The MoIT should step up trade promotion activities and maintain revenues of rice export to China, he said, calling on associations to assist enterprises in building brand names for Vietnamese rice.
Other delegates at the event proposed connectivity models between businesses and farmers in rice production and consumption in order to meet market requirements.
Apart from issuing mechanisms in support of rice purchase to stock reserves, relevant ministries and agencies need to better the market information work to help businesses set forth their purchasing plans, Khanh said.
New decree to help rice businesses to expand export markets
Taking effect in October last year, Decree 107/2018/ND-CP, which replaced an older decree, aims to remove legal barriers for rice businesses to expand to foreign markets.

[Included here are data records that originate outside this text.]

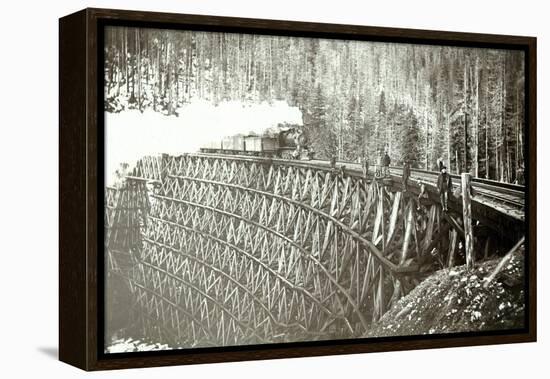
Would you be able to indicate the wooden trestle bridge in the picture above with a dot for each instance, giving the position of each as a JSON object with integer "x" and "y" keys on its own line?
{"x": 223, "y": 250}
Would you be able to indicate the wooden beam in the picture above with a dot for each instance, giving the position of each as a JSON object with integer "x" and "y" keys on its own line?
{"x": 503, "y": 262}
{"x": 467, "y": 217}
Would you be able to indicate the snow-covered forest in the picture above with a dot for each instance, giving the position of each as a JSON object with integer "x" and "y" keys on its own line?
{"x": 357, "y": 98}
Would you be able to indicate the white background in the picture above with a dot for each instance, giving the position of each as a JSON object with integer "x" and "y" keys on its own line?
{"x": 29, "y": 186}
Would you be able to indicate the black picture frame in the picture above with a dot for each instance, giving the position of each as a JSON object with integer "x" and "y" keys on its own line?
{"x": 81, "y": 277}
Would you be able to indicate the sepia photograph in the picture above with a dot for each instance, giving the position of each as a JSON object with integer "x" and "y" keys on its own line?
{"x": 267, "y": 189}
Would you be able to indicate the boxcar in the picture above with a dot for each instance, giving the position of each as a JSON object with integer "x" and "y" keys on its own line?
{"x": 233, "y": 144}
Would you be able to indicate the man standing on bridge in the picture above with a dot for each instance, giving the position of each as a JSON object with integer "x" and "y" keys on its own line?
{"x": 365, "y": 167}
{"x": 387, "y": 161}
{"x": 445, "y": 187}
{"x": 406, "y": 174}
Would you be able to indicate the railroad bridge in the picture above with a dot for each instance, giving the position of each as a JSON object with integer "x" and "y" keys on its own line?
{"x": 224, "y": 250}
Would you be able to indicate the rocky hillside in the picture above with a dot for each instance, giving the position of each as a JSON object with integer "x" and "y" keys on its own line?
{"x": 456, "y": 300}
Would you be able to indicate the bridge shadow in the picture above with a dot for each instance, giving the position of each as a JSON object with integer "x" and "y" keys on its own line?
{"x": 49, "y": 351}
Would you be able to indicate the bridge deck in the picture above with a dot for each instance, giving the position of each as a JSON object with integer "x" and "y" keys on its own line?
{"x": 503, "y": 202}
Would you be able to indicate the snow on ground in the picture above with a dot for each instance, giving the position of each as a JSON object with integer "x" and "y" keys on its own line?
{"x": 125, "y": 345}
{"x": 456, "y": 300}
{"x": 130, "y": 135}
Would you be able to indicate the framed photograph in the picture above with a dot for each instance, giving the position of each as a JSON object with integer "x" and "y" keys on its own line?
{"x": 239, "y": 189}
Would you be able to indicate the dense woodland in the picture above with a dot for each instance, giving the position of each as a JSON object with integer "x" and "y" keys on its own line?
{"x": 417, "y": 102}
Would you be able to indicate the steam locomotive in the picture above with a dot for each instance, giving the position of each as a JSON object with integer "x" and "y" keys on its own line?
{"x": 286, "y": 144}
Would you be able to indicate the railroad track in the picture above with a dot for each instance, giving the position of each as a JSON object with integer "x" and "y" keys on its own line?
{"x": 511, "y": 195}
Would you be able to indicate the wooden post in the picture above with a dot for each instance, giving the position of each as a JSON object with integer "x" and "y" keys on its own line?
{"x": 467, "y": 217}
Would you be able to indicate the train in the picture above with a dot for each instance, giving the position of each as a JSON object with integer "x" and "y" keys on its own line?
{"x": 286, "y": 144}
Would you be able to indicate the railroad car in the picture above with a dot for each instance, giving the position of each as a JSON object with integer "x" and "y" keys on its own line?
{"x": 287, "y": 144}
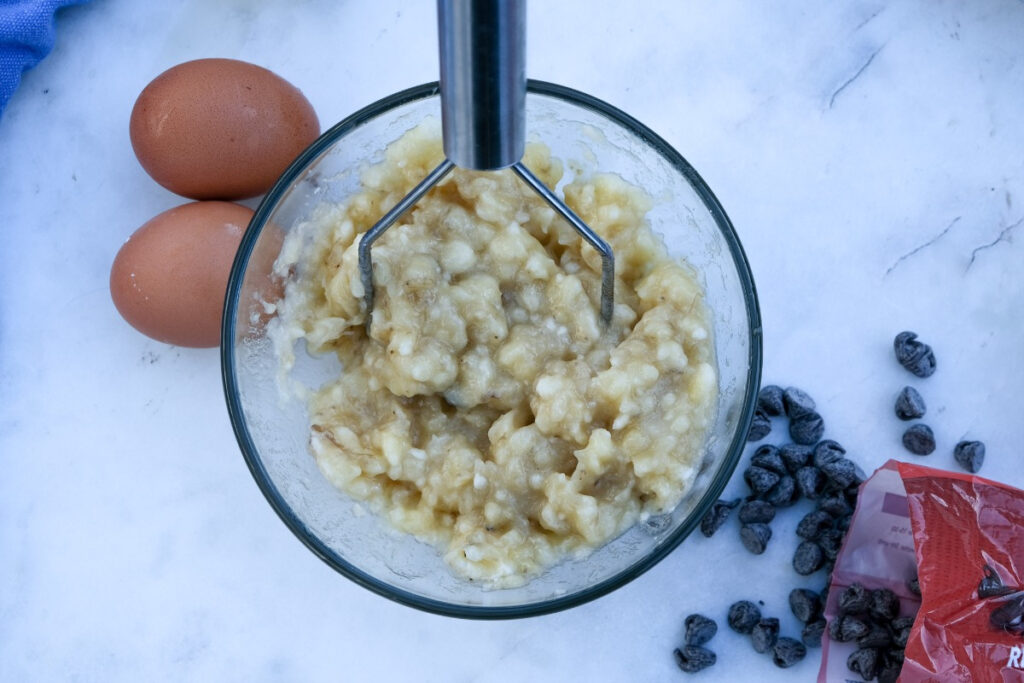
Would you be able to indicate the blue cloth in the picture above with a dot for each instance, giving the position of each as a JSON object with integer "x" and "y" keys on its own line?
{"x": 26, "y": 37}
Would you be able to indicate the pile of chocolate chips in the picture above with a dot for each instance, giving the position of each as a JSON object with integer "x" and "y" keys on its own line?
{"x": 779, "y": 476}
{"x": 919, "y": 358}
{"x": 870, "y": 617}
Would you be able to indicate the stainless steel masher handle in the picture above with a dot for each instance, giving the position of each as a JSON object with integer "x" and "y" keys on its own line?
{"x": 482, "y": 49}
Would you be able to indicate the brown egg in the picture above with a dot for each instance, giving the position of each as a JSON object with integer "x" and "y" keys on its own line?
{"x": 220, "y": 128}
{"x": 169, "y": 280}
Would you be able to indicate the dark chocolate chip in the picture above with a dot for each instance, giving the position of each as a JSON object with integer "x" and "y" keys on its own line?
{"x": 716, "y": 516}
{"x": 764, "y": 634}
{"x": 909, "y": 404}
{"x": 806, "y": 604}
{"x": 970, "y": 455}
{"x": 692, "y": 658}
{"x": 811, "y": 635}
{"x": 783, "y": 494}
{"x": 813, "y": 523}
{"x": 919, "y": 439}
{"x": 770, "y": 400}
{"x": 842, "y": 472}
{"x": 884, "y": 605}
{"x": 808, "y": 558}
{"x": 755, "y": 537}
{"x": 855, "y": 599}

According to the new decree, rice-exporting businesses will no longer be required to own rice storage or paddy milling and grinding facilities with processing capacities of 5,000 tonnes of rice and 10 tonnes of paddy per hour, respectively. Instead, they now can rent such facilities from other agencies and organisations. The capacity volume requirements have also been removed.
Tran Van Cong, deputy director of the Ministry of Agriculture and Rural Development’s Agro Processing and Market Development Authority, said the new decree would help rice traders cut costs significantly.
Khanh said the decree was a breakthrough in institutional policy regarding rice export activities, removing difficulties for rice firms.
The decree also stipulates additional regulations on the responsibilities of ministries, sectors and localities in rice export management.
According to the General Department of Customs, Viet Nam’s rice exports reached 2.76 million tonnes in the first five months, down 6.3 per cent compared to the same period last year.
The country earned US$1.18 billion worth of exports in the period, a decline of 20.4 per cent over the same period last year. The country’s rice products are exported to 150 countries and territories, including the Philippines, Malaysia, Indonesia, mainland China, Cuba, Hong Kong, Singapore, Iraq, Ivory Coast, Ghana and Mozambique.